In rabbitmq-server PR #5054 I switched from socket option {packet, 0} to socket option {packet, 4} for the RabbitMQ stream protocol.

My expectation was to get a speedup since packet parsing will be done by the Erlang runtime. However, message throughput slightly drops.

I tried to come up with a minimal reproducible example without using RabbitMQ in GitHub - ansd/packet-parser: Compare performance of Erlang's socket option {packet, 0} vs {packet, 4}. Unless I’m doing something wrong (which might well be the case :slight_smile:) the tests suggest that using {packet, 0} and parsing packets in the application layer on my own is more than 5 times faster with a packet size of 1500 bytes compared to using {packet, 4}.
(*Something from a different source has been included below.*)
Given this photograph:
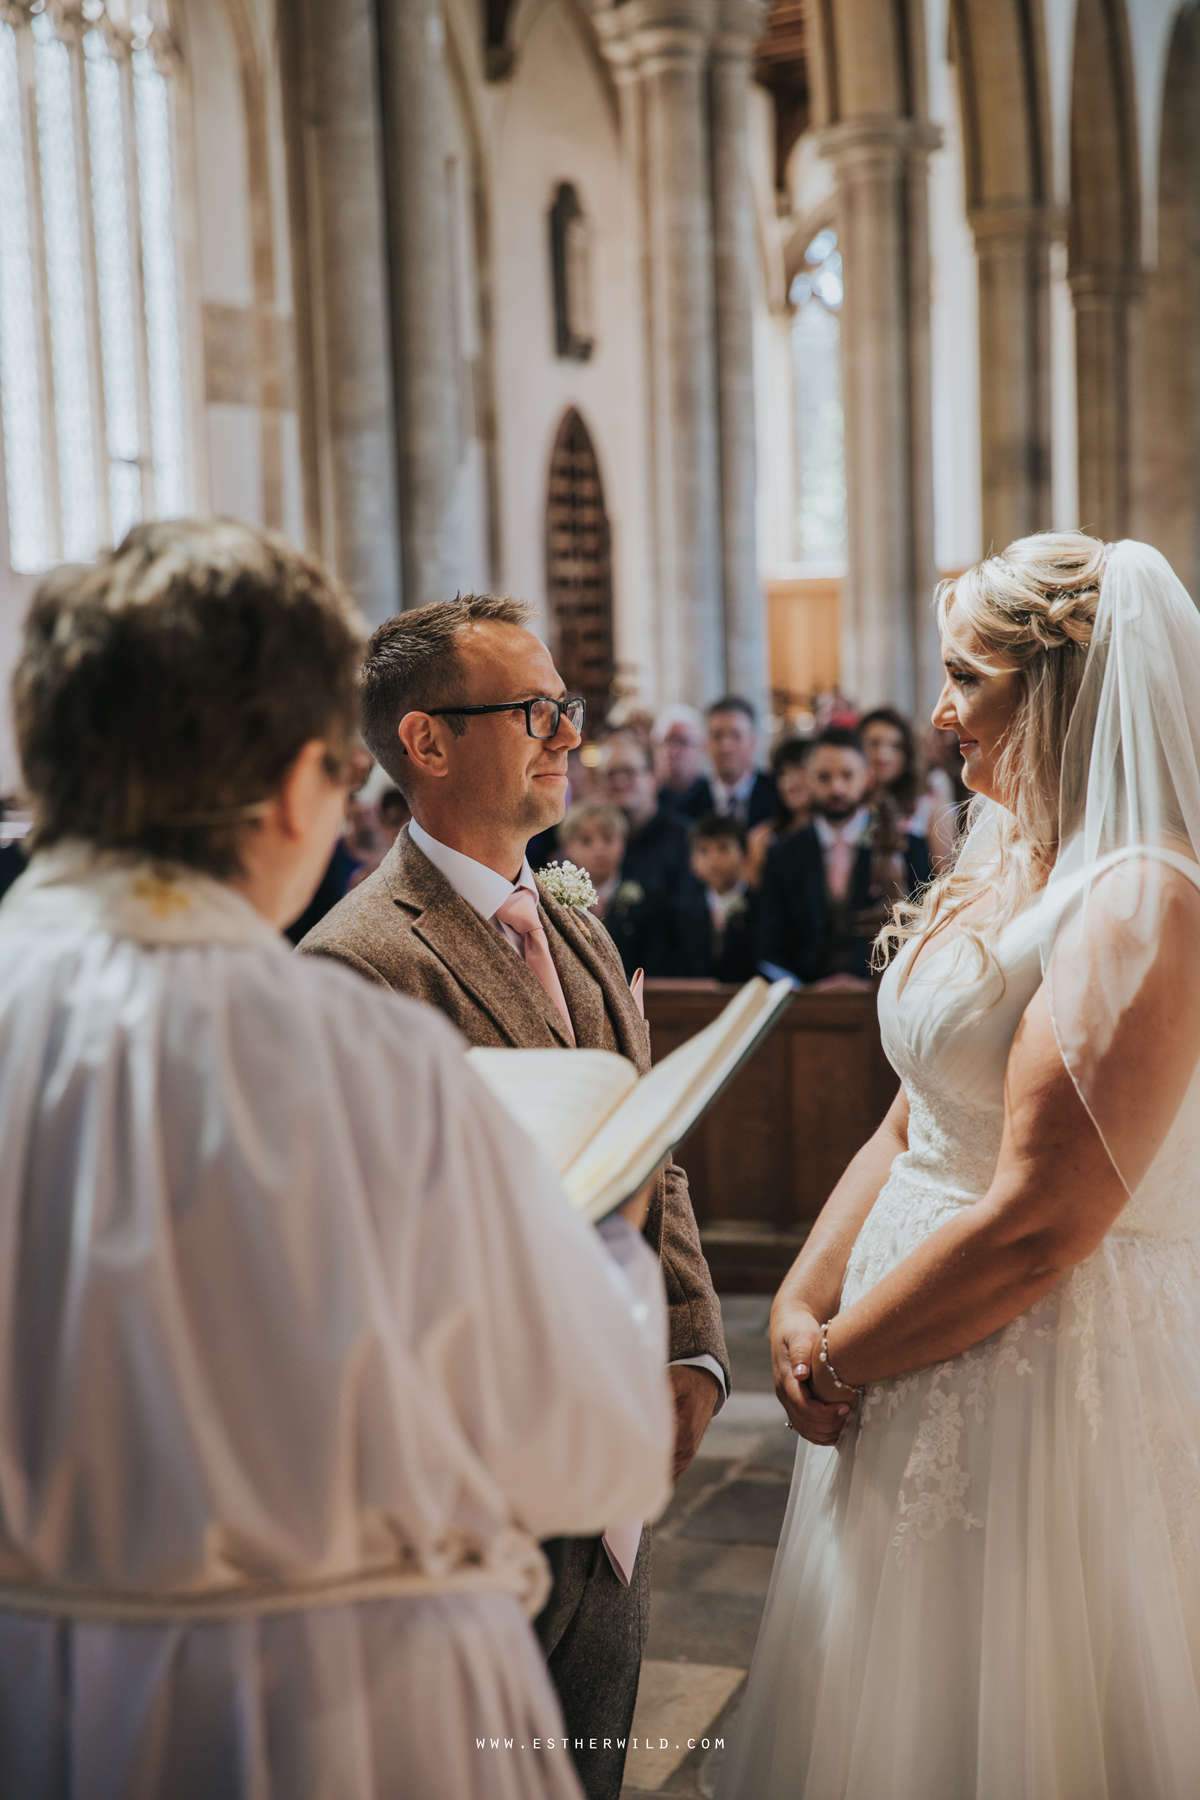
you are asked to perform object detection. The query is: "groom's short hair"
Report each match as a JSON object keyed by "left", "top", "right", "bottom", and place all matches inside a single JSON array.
[{"left": 361, "top": 594, "right": 532, "bottom": 788}]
I’m wondering whether this is expected?

Many thanks!


Since you are running {active,once} the VM will only read ?MSG_BYTES per call when you use {packet,4}. While when you use {packet,0} it will read the entire tcp buffer in one go. I think you would get a fairer comparison if you used {active,40} as then the VM can also read the entire buffer in one go and deliver all of it.


Thank you, that’s a good tip. I wasn’t aware that {active, N} will speed things up.

I added some test results with [{packet, 4}, {active, 40}]. It does speed up receiving messages most of the time (depending on the packet size). However, with a packet size of 1,500 bytes it’s still more than 3 times slower compared to [{packet, 0}, {active, once}].

(To be fair, for small packets (~10 bytes) and large packets (>10KB), {packet, 4} performs always better than {packet, 0}.)

1 Like

Been tinkering a bit with David’s program today and narrowed it down to exactly the message size that cause the slowdown (at least on my machine).

With the program using {active, once} - I get ~13M messages over the 30s run when ?MSG_SIZE is 1456.

if I increase ?MSG_SIZE to 1457 I only get ~2.5M messages over the 30s run.

Doesn’t feel quite right :slight_smile:


That is the default buffer size:

> {ok, S} = gen_tcp:connect("",80,[]), inet:getopts(S,[buffer]).

So when you go above it the tcp driver implementation has to do two reads instead of one and probably some reallocations as well.